Save this as CFScript.txt

http://img.photobucket.com/albums/v666/sUBs/CFScriptB-4.gif

Close all browser windows and refering to the picture above.

Referring to the screenshot above, drag CFScript.txt into ComboFix.exe.
ComboFix will will re-run. When finished, it will produce a log for you.
Attach the contents of the log in your next reply. (typical location: C:[b]ComboFix.txt[/b] )

Barri100.

Magna86 no consigue nada. Te pregunta si te acuerdas de la alerta o si te sale otra vez, hacerle una captura de pantalla y anexarla.

Tambien puedes darle el repote de aswAr.txt que seria el analisis de rootkit que Avast! ejecuta a los 8 min. de encender el ordenador.

Hello, i´m sorry but i work all day.
The files that you say, i don´t find in all PC.

Thanks for all, if i see the alert in other time, i do a screencapture and i post it.

thanks you very much! :slight_smile:

The file is called aswAr.log and should be in:

Windows XP: C: \ Documents and Settings \ All Users \ Application data \ AVAST Software \ Avast \ Log

Vista and Win 7: C: \ Program Data \ AVAST Software \ Avast \ Log

Open Windows Explorer> Tools> Folder Options> View> and check “Show hidden files and folders”.

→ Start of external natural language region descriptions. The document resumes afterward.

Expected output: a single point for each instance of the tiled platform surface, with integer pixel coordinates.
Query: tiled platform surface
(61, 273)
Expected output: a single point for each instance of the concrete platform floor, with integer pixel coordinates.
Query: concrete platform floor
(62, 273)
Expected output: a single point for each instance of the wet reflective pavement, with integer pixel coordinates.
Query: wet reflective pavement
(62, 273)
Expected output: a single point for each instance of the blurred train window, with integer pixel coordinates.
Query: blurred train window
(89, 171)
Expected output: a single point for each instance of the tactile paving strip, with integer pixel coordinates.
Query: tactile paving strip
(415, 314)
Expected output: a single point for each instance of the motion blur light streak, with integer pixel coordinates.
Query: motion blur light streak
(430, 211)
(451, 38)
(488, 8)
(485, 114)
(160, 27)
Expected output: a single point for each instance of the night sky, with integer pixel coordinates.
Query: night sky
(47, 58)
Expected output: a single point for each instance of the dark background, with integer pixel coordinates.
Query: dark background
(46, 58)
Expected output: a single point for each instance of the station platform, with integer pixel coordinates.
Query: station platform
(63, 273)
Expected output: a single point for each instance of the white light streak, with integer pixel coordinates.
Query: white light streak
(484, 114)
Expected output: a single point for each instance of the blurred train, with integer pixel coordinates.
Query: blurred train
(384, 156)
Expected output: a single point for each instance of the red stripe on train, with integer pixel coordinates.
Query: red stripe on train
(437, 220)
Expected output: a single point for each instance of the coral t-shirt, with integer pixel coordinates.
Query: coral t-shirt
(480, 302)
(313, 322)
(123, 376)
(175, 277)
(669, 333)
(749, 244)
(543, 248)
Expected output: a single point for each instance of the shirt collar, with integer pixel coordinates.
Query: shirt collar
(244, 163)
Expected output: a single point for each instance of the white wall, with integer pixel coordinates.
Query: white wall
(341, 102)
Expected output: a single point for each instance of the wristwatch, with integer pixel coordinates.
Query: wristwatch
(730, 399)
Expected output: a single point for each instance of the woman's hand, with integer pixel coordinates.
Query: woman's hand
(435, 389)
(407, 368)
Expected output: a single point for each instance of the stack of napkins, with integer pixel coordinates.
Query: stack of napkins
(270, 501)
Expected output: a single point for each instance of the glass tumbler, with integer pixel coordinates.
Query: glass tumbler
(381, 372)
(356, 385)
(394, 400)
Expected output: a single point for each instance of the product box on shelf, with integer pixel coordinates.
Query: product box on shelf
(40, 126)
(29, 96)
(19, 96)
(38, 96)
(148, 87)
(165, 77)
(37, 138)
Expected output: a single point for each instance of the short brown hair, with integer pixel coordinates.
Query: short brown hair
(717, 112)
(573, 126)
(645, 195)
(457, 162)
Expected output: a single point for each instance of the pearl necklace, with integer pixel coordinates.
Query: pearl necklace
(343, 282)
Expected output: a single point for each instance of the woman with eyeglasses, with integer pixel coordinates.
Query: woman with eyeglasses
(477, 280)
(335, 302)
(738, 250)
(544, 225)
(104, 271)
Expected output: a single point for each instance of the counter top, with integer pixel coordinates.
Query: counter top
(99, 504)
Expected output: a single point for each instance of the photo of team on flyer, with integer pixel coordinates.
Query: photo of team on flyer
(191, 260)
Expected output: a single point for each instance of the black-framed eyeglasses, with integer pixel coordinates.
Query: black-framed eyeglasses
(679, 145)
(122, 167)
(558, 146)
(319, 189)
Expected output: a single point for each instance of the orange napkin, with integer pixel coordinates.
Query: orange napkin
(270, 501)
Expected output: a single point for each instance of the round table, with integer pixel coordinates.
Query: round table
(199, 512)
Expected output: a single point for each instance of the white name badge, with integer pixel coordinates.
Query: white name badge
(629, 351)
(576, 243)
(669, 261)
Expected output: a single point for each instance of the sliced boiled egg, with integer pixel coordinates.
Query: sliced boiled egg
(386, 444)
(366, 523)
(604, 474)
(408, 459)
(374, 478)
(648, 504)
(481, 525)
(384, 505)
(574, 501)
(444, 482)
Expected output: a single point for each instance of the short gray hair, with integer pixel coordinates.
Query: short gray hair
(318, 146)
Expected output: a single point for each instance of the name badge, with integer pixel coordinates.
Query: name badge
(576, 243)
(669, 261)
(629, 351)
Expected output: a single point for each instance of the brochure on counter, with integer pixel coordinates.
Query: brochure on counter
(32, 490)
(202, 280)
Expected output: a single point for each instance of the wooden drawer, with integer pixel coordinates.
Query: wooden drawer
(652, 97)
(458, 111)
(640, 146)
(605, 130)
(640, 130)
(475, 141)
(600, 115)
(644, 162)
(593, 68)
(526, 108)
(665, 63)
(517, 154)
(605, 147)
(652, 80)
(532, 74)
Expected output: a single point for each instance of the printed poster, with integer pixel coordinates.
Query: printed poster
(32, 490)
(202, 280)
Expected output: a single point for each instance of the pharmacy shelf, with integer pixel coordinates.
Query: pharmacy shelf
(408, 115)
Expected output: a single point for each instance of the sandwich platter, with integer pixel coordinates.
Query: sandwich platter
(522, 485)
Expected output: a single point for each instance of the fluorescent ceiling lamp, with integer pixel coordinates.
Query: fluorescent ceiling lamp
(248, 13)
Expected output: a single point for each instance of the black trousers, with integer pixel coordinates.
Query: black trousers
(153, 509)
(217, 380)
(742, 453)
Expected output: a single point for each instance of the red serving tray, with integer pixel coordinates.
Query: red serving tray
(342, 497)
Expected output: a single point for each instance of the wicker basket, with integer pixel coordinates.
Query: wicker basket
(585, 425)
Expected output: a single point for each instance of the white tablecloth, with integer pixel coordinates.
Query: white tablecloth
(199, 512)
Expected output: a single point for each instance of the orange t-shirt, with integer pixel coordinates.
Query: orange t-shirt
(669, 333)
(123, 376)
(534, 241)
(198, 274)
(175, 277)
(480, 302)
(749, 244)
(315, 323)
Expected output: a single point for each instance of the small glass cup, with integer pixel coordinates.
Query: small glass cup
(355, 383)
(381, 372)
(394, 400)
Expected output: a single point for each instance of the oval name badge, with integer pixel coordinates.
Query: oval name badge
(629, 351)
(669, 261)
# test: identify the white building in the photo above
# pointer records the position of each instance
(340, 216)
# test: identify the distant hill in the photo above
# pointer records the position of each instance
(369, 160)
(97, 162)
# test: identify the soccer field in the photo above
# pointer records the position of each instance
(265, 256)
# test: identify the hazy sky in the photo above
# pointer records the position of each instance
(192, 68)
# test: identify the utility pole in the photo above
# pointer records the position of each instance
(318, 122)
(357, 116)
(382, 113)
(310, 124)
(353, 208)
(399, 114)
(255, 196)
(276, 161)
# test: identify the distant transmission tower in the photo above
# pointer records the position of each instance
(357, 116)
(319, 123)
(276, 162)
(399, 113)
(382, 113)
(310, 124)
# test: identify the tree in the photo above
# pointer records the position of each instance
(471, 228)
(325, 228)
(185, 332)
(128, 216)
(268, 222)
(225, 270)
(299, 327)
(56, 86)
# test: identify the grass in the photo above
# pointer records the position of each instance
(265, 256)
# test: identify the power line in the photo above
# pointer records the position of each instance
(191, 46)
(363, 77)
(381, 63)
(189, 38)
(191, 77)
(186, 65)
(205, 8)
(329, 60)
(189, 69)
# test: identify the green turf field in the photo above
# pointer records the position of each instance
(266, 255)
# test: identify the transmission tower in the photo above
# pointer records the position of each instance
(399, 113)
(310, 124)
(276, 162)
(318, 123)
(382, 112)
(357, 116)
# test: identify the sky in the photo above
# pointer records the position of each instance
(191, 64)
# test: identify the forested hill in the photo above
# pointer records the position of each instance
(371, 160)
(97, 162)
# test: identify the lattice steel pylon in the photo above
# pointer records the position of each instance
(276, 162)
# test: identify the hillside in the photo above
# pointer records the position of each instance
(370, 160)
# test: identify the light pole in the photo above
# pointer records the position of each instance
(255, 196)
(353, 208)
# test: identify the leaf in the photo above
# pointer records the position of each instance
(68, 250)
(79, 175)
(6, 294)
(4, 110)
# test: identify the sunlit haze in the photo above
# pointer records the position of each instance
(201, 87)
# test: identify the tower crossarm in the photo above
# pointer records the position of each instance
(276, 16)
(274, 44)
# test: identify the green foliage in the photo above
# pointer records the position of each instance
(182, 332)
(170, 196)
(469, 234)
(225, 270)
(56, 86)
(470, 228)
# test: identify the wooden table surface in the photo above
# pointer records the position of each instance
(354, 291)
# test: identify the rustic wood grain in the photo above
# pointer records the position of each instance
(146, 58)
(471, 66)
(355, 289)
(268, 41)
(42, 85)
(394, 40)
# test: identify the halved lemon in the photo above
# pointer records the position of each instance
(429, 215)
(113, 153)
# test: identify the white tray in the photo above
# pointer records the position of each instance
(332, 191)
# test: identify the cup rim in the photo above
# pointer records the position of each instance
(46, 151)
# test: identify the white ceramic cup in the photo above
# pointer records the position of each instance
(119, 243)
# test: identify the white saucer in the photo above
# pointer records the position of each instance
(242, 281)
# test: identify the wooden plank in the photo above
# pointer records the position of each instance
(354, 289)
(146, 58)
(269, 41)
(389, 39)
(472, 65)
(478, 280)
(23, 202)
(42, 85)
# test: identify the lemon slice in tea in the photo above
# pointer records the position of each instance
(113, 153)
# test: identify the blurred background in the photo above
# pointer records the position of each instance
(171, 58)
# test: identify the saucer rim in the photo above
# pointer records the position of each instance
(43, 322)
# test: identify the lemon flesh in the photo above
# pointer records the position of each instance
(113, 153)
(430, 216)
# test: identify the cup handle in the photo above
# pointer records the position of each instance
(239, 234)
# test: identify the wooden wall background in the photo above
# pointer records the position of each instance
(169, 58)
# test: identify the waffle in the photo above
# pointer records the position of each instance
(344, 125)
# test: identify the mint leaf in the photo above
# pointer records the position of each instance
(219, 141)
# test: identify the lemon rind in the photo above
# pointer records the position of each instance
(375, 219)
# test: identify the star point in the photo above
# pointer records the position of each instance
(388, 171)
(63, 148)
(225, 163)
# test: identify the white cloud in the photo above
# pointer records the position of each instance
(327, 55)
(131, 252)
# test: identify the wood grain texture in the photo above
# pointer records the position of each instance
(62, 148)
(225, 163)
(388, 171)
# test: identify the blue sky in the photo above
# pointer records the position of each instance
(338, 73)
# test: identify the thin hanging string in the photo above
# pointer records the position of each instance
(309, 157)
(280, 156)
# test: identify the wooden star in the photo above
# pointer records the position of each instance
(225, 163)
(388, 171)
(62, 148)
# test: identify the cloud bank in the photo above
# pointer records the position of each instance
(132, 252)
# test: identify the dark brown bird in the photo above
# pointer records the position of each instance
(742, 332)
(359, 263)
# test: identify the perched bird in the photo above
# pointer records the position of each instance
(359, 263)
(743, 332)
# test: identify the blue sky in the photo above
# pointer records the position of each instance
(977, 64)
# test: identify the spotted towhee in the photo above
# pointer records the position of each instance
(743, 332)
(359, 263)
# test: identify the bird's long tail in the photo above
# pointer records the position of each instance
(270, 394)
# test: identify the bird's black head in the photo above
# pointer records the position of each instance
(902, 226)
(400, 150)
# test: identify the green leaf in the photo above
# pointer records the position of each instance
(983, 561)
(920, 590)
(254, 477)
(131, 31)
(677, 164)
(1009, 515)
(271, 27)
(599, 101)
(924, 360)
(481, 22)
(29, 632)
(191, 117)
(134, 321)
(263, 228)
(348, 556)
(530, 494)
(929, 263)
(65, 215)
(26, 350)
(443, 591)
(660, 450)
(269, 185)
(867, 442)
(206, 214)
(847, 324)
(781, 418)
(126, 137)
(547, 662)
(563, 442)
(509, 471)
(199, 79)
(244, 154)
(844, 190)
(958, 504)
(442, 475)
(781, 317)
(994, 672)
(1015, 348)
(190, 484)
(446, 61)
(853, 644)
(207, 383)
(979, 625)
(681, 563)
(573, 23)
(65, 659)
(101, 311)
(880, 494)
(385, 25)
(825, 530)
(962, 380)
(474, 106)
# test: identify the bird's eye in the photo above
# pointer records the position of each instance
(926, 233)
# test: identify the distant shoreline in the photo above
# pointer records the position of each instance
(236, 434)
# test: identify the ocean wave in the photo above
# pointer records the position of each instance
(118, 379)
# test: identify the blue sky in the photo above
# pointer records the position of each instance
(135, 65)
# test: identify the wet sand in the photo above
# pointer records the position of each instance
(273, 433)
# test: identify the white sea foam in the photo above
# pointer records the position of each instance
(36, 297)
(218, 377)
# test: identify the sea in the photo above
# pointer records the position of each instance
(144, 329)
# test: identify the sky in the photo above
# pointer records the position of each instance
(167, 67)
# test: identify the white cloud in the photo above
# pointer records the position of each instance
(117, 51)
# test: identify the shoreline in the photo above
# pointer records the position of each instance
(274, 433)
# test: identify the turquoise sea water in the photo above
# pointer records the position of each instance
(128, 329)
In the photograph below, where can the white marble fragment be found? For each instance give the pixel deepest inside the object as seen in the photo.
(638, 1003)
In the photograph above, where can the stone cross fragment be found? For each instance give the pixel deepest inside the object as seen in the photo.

You can also use the “Search” function to look for " aswAr.log "



El archivo se llama aswAr.log y deberide estar en:

Windows XP: C:\Documents And Settings\All Users\Dato de programa\AVAST Software\Avast\Log

Vista and Win 7: C:\Program Data\AVAST Software\Avast\Log

Abre Windows Explorer > Herramienta > Opcion de carpetas > Ver > y marca " Mostrar todos los archivos y carpetas ocultos ".

Tambien puedes usar funcion " Buscar " y escribes " aswAr.log ".